Given the latest news, it is very hard to disagree with the former Speaker's
comments about presidential campaigning.
Potential presidential hopeful Newt Gingrich on Tuesday blasted the modern-day road to the White House as too long, too expensive and verging on "insane."
The former House speaker from Georgia said he will decide whether to enter the GOP presidential field in October. But in a wide-ranging speech at the National Press Club in Washington, he ridiculed campaign consultants and spin doctors who he said are extending the 2008 campaign. He said presidential debates have become "almost unendurable."
"These aren't debates," the former Georgia congressman said. "This is a cross between [TV shows] 'The Bachelor,' 'American Idol' and 'Who's Smarter than a Fifth-Grader.'"

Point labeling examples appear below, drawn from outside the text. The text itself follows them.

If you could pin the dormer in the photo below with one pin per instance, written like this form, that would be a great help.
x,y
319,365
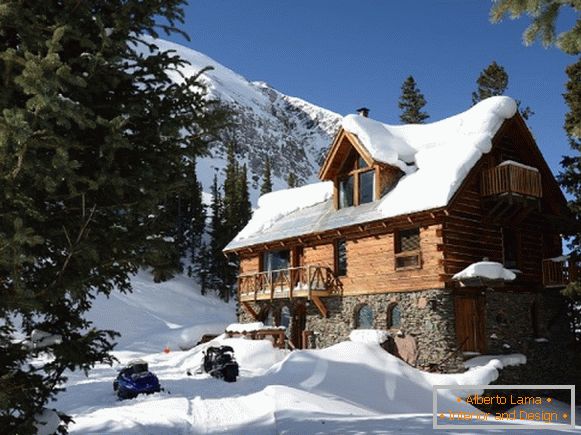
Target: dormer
x,y
358,178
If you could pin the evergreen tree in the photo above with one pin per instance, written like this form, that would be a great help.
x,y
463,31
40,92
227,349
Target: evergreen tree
x,y
292,180
266,186
493,81
93,136
570,177
196,213
411,103
544,15
218,240
202,262
245,206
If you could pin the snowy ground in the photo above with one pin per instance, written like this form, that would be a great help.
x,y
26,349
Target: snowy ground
x,y
348,388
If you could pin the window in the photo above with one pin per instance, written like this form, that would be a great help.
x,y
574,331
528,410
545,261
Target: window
x,y
357,186
341,257
364,319
407,249
275,260
366,187
346,192
393,316
510,248
269,318
285,320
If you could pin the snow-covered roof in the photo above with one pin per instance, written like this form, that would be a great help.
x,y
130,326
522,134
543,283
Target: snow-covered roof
x,y
435,157
487,270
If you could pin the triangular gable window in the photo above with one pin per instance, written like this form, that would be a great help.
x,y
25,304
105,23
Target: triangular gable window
x,y
356,185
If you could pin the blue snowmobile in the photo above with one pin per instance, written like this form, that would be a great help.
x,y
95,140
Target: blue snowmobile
x,y
135,379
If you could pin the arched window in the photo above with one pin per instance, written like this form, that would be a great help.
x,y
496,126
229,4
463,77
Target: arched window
x,y
364,319
393,316
269,317
285,319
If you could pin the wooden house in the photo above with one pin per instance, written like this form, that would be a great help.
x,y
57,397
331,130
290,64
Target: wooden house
x,y
398,212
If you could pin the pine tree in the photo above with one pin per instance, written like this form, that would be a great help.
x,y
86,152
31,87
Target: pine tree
x,y
93,136
493,81
202,262
544,14
292,180
570,177
196,213
245,206
218,240
266,186
411,103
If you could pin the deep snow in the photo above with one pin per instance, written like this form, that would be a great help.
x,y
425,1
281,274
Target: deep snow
x,y
351,387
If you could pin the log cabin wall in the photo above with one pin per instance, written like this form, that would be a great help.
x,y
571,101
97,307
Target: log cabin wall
x,y
371,265
250,264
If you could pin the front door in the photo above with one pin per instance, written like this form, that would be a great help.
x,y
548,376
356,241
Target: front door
x,y
470,320
299,324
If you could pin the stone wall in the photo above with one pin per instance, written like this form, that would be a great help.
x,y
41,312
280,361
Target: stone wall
x,y
426,316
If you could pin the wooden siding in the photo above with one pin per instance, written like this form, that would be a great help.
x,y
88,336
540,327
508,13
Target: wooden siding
x,y
470,235
250,264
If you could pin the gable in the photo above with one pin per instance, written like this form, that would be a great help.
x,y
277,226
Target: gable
x,y
514,142
343,145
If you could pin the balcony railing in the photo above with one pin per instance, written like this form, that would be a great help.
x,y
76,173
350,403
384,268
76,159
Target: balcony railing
x,y
559,271
511,178
303,281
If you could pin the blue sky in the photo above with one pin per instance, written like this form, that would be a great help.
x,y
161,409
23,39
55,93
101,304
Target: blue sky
x,y
344,54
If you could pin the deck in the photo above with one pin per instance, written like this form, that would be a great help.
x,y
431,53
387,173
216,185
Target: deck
x,y
294,282
560,271
510,179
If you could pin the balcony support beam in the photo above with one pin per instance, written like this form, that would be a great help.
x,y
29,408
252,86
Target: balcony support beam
x,y
250,310
320,305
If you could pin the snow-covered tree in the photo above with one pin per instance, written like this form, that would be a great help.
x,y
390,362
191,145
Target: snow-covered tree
x,y
544,15
266,185
493,81
411,103
93,136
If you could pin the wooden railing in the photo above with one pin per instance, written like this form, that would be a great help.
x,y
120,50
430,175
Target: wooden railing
x,y
511,178
292,282
558,272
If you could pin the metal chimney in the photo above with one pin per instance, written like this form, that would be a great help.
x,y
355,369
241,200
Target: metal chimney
x,y
363,111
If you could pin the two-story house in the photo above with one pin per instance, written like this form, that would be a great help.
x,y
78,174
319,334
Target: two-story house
x,y
398,212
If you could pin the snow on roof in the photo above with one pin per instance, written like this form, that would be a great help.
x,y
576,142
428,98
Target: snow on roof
x,y
275,205
371,336
436,158
485,269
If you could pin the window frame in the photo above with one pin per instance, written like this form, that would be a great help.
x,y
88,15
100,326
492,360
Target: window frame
x,y
389,321
358,311
515,233
336,257
398,253
356,173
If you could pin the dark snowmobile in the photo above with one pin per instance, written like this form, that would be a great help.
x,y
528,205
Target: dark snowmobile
x,y
135,379
220,363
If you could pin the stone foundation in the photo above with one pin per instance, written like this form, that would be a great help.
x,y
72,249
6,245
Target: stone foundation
x,y
427,318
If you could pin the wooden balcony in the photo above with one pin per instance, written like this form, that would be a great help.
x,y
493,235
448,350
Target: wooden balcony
x,y
511,178
295,282
510,191
559,271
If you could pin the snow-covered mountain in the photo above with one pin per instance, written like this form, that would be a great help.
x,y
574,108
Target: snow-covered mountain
x,y
294,133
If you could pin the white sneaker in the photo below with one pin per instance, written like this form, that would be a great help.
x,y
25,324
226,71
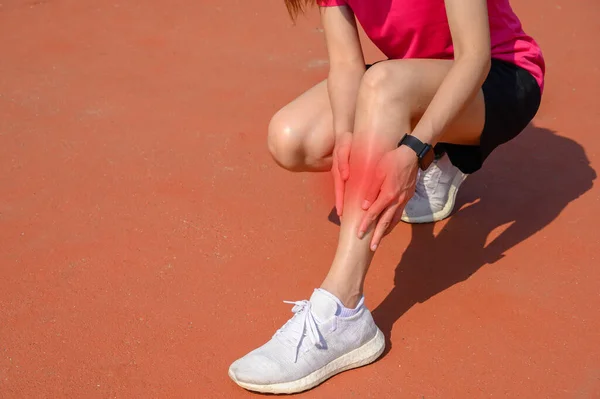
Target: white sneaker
x,y
435,193
314,345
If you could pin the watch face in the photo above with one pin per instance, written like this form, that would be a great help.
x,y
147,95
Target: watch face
x,y
427,159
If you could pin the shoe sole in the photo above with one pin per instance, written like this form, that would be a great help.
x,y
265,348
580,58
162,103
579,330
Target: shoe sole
x,y
446,210
359,357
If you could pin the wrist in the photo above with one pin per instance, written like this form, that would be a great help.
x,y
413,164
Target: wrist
x,y
422,152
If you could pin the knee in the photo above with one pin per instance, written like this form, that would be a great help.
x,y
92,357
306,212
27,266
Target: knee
x,y
285,143
388,83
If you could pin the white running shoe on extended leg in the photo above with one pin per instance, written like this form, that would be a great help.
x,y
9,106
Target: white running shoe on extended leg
x,y
315,344
435,193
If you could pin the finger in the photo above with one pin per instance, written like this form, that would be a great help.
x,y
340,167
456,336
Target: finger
x,y
382,202
339,190
343,161
395,220
374,189
384,223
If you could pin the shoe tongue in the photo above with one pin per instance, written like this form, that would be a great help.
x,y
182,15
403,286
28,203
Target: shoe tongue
x,y
324,304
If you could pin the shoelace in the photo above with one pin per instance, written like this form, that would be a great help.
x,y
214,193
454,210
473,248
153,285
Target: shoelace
x,y
303,318
424,180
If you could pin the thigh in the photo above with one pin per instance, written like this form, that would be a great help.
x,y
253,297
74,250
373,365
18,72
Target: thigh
x,y
307,121
414,82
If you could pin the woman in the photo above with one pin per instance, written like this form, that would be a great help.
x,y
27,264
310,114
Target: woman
x,y
461,79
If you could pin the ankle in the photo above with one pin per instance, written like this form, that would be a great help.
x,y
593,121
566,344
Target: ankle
x,y
350,298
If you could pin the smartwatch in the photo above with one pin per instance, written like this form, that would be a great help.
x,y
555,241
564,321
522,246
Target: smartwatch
x,y
424,151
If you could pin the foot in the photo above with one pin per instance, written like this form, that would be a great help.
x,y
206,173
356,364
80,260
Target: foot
x,y
314,345
435,194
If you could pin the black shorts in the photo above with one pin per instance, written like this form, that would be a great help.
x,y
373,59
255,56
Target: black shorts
x,y
512,98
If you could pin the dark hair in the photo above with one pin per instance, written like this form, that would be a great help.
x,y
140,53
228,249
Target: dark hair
x,y
296,7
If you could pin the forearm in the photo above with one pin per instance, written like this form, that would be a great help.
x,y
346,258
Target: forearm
x,y
459,88
343,84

Despite my general interest in politics, I too have found the debates painful to watch. I get more out of reading the transcript and have taken to doing that. The expense and the activity level are brutal and probably unnecessary. Gingrich, ever the idea man, offers a solution:
Gingrich's answer to the problems would be to get rid of limits on campaign financing, which he said have made the problems worse by requiring more individual donations to meet the same goals, and to stage a series of "dialogues" among the major-party candidates -- once a week, for 90 minutes, for nine weeks before the elections.
Candidates would pick the topics, and their answers would be uninterrupted "except for fairness on time," he said.

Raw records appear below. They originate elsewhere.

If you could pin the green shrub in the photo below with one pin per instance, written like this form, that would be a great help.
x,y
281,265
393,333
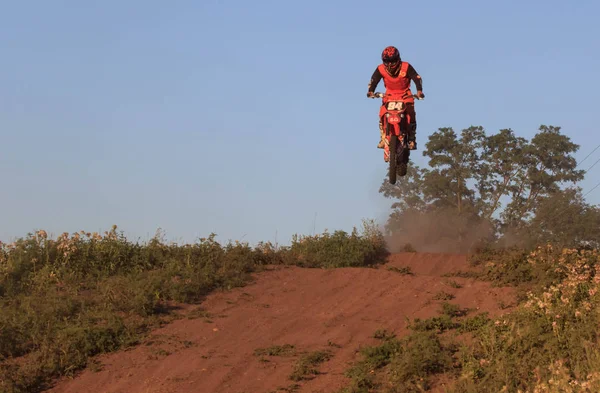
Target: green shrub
x,y
64,301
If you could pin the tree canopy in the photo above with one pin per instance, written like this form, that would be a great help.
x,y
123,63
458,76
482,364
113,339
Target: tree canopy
x,y
501,187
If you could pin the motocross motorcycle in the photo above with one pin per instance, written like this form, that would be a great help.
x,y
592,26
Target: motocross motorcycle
x,y
395,126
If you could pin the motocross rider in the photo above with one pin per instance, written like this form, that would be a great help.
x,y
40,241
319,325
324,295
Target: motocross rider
x,y
397,75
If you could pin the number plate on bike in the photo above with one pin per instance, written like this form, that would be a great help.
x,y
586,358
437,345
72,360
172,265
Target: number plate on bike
x,y
393,119
395,105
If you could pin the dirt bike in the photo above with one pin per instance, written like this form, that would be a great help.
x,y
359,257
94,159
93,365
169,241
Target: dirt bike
x,y
396,152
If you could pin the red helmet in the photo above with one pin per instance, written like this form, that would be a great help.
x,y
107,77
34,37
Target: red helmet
x,y
391,58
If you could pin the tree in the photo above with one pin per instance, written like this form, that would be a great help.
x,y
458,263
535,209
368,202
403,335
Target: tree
x,y
492,184
564,218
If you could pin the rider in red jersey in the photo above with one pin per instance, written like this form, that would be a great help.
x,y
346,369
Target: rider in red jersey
x,y
397,75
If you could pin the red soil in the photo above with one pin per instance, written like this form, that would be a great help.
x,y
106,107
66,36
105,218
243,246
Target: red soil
x,y
308,308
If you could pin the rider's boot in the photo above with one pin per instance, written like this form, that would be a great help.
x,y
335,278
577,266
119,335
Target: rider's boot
x,y
381,144
412,136
401,169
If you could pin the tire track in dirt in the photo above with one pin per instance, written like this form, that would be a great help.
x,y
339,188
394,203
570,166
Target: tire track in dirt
x,y
312,309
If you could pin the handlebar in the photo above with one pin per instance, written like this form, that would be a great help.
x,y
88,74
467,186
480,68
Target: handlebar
x,y
381,95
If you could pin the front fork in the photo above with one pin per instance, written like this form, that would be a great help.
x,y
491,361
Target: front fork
x,y
386,129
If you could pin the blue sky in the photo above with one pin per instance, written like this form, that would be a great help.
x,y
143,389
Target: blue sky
x,y
249,118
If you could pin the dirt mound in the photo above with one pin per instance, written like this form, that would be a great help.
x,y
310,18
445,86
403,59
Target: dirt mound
x,y
224,348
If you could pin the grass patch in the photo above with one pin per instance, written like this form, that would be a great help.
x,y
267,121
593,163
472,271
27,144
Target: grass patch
x,y
68,299
452,283
443,295
276,350
549,342
307,366
406,364
405,270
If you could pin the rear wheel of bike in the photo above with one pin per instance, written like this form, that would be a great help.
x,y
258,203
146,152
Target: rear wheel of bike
x,y
393,157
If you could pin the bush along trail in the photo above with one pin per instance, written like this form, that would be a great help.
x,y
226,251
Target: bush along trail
x,y
66,300
549,343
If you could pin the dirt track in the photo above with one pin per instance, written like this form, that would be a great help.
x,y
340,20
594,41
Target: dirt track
x,y
308,308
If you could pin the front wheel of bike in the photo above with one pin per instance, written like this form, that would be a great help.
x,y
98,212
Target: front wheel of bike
x,y
393,146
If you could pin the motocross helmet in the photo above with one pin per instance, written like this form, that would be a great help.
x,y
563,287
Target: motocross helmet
x,y
391,59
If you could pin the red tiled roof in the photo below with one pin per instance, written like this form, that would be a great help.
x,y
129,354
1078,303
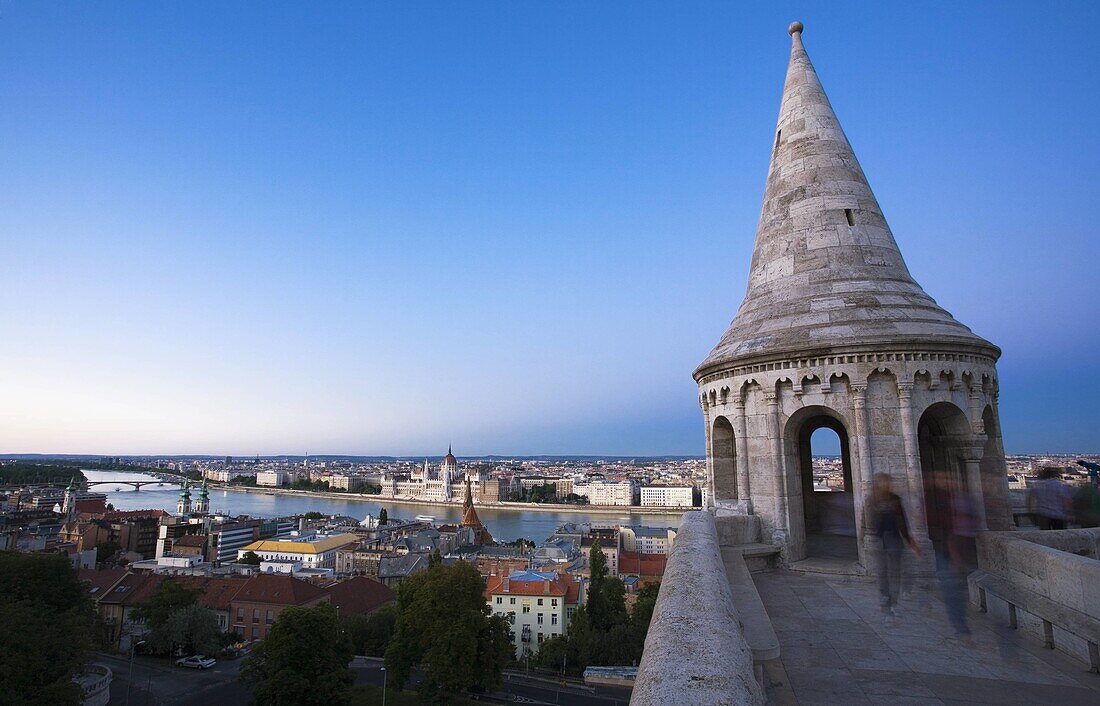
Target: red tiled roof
x,y
641,564
216,593
284,591
99,505
101,581
133,588
123,515
359,595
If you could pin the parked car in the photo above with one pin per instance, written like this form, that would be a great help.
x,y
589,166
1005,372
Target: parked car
x,y
197,662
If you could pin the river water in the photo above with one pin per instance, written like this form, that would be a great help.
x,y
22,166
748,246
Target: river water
x,y
504,524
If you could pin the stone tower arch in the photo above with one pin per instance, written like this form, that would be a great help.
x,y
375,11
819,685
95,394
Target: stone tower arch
x,y
834,330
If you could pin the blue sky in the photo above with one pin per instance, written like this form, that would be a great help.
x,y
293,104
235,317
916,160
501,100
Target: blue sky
x,y
285,228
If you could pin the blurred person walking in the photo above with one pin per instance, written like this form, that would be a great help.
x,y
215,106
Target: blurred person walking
x,y
891,528
953,526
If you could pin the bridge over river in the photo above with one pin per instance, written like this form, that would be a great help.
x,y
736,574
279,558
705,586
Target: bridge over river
x,y
160,478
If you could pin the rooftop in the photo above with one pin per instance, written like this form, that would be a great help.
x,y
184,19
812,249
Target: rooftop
x,y
317,547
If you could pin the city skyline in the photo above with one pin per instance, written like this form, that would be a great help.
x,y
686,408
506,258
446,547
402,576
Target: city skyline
x,y
363,233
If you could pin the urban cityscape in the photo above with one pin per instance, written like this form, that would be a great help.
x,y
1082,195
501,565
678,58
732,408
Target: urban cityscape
x,y
406,236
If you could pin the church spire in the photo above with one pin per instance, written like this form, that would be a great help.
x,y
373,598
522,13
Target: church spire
x,y
826,273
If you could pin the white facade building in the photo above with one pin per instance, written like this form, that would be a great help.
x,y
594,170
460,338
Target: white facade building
x,y
320,553
667,495
271,478
537,606
602,493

"After nine 90-minute conversations in their living rooms, the American people would have a remarkable sense of the two personalities and which person had the right ideas, the right character, the right capacity to be a leader," he said.
I love the campaign finance side of things, so long as there is reasonable disclosure. I also like the dialogues idea, but I wonder how it would work in a primary context, but I can see it in a general election context quite easily and like the idea a great deal.